On 2/11/26 10:36 PM, Frederic Weisbecker wrote:
> Le Wed, Feb 11, 2026 at 07:13:45PM +0530, Shrikanth Hegde a écrit :
>> Hi Frederic,
>> Gave this series a spin on the same system as v1.
>>
>> On 2/6/26 7:52 PM, Frederic Weisbecker wrote:
>>> Hi,
>>>
>>> After the issue reported here:
>>>
>>> https://lore.kernel.org/all/20251210083135.3993562-1-jackzxcui1989@163.com/
>>>
>>> It occurs that the idle cputime accounting is a big mess that
>>> accumulates within two concurrent statistics, each having their own
>>> shortcomings:
>>>
>>> * The accounting for online CPUs which is based on the delta between
>>> tick_nohz_start_idle() and tick_nohz_stop_idle().
>>>
>>> Pros:
>>> - Works when the tick is off
>>>
>>> - Has nsecs granularity
>>>
>>> Cons:
>>> - Account idle steal time but doesn't substract it from idle
>>> cputime.
>>>
>>> - Assumes CONFIG_IRQ_TIME_ACCOUNTING by not accounting IRQs but
>>> the IRQ time is simply ignored when
>>> CONFIG_IRQ_TIME_ACCOUNTING=n
>>>
>>> - The windows between 1) idle task scheduling and the first call
>>> to tick_nohz_start_idle() and 2) idle task between the last
>>> tick_nohz_stop_idle() and the rest of the idle time are
>>> blindspots wrt. cputime accounting (though mostly insignificant
>>> amount)
>>>
>>> - Relies on private fields outside of kernel stats, with specific
>>> accessors.
>>>
>>> * The accounting for offline CPUs which is based on ticks and the
>>> jiffies delta during which the tick was stopped.
>>>
>>> Pros:
>>> - Handles steal time correctly
>>>
>>> - Handle CONFIG_IRQ_TIME_ACCOUNTING=y and
>>> CONFIG_IRQ_TIME_ACCOUNTING=n correctly.
>>>
>>> - Handles the whole idle task
>>>
>>> - Accounts directly to kernel stats, without midlayer accumulator.
>>>
>>> Cons:
>>> - Doesn't elapse when the tick is off, which doesn't make it
>>> suitable for online CPUs.
>>>
>>> - Has TICK_NSEC granularity (jiffies)
>>>
>>> - Needs to track the dyntick-idle ticks that were accounted and
>>> substract them from the total jiffies time spent while the tick
>>> was stopped.

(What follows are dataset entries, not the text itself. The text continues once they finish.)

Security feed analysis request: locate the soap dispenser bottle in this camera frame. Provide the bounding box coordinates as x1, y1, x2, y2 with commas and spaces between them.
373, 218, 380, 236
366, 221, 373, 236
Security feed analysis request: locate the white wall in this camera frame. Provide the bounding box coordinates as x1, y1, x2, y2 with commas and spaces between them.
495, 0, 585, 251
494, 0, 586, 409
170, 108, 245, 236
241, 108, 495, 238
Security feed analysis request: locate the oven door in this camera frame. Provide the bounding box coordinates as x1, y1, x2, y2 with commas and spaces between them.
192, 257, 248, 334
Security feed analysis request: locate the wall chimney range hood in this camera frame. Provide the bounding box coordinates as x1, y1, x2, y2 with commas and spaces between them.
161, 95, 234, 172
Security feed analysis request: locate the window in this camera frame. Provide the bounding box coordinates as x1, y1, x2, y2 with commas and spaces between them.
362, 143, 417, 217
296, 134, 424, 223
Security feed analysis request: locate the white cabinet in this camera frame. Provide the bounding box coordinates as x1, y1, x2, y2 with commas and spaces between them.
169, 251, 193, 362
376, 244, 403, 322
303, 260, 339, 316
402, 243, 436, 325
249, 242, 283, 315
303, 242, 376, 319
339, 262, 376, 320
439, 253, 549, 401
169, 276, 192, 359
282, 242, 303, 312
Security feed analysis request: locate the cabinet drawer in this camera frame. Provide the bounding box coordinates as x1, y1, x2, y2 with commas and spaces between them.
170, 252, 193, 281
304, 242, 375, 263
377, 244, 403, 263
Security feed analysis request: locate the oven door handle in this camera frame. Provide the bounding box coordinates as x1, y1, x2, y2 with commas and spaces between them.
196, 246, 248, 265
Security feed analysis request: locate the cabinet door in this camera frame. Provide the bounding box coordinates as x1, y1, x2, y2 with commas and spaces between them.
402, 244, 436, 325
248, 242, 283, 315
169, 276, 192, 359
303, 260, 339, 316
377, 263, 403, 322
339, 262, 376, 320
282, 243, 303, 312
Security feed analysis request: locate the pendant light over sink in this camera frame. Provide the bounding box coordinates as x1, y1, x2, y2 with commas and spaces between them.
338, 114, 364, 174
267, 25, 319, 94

This is an ugly workaround.
>>>
>>> Having two different accounting for a single context is not the only
>>> problem: since those accountings are of different natures, it is
>>> possible to observe the global idle time going backward after a CPU goes
>>> offline, as reported by Xin Zhao.
>>>
>>> Clean up the situation with introducing a hybrid approach that stays
>>> coherent, fixes the backward jumps and works for both online and offline
>>> CPUs:
>>>
>>> * Tick based or native vtime accounting operate before the tick is
>>> stopped and resumes once the tick is restarted.
>>>
>>> * When the idle loop starts, switch to dynticks-idle accounting as is
>>> done currently, except that the statistics accumulate directly to the
>>> relevant kernel stat fields.
>>>
>>> * Private dyntick cputime accounting fields are removed.
>>>
>>> * Works on both online and offline case.
>>>
>>> * Move most of the relevant code to the common sched/cputime subsystem
>>>
>>> * Handle CONFIG_IRQ_TIME_ACCOUNTING=n correctly such that the
>>> dynticks-idle accounting still elapses while on IRQs.
>>>
>>> * Correctly substract idle steal cputime from idle time
>>>
>>> Changes since v1:
>>>
>>> - Fix deadlock involving double seq count lock on idle
>>>
>>> - Fix build breakage on powerpc
>>>
>>> - Fix build breakage on s390 (Heiko)
>>>
>>> - Fix broken sysfs s390 idle time file (Heiko)
>>>
>>> - Convert most ktime usage here into u64 (Peterz)
>>>
>>> - Add missing (or too implicit) <linux/sched/clock.h> (Peterz)
>>>
>>> - Fix whole idle time acccounting breakage due to missing TS_FLAG_ set
>>> on idle entry (Shrikanth Hegde)
>>>
>>> git://git.kernel.org/pub/scm/linux/kernel/git/frederic/linux-dynticks.git
>>> timers/core-v2
>>>
>>> HEAD: 21458b98c80a0567d48131240317b7b73ba34c3c
>>> Thanks,
>>> Frederic
>>
>> idle and runtime utilization with mpstat while running stress-ng looks
>> correct now.
>>
>> However, when running hackbench I am noticing the below data. hackbench shows
>> severe regressions.
>>
>> base: tip/master at 9c61ebbdb587a3950072700ab74a9310afe3ad73.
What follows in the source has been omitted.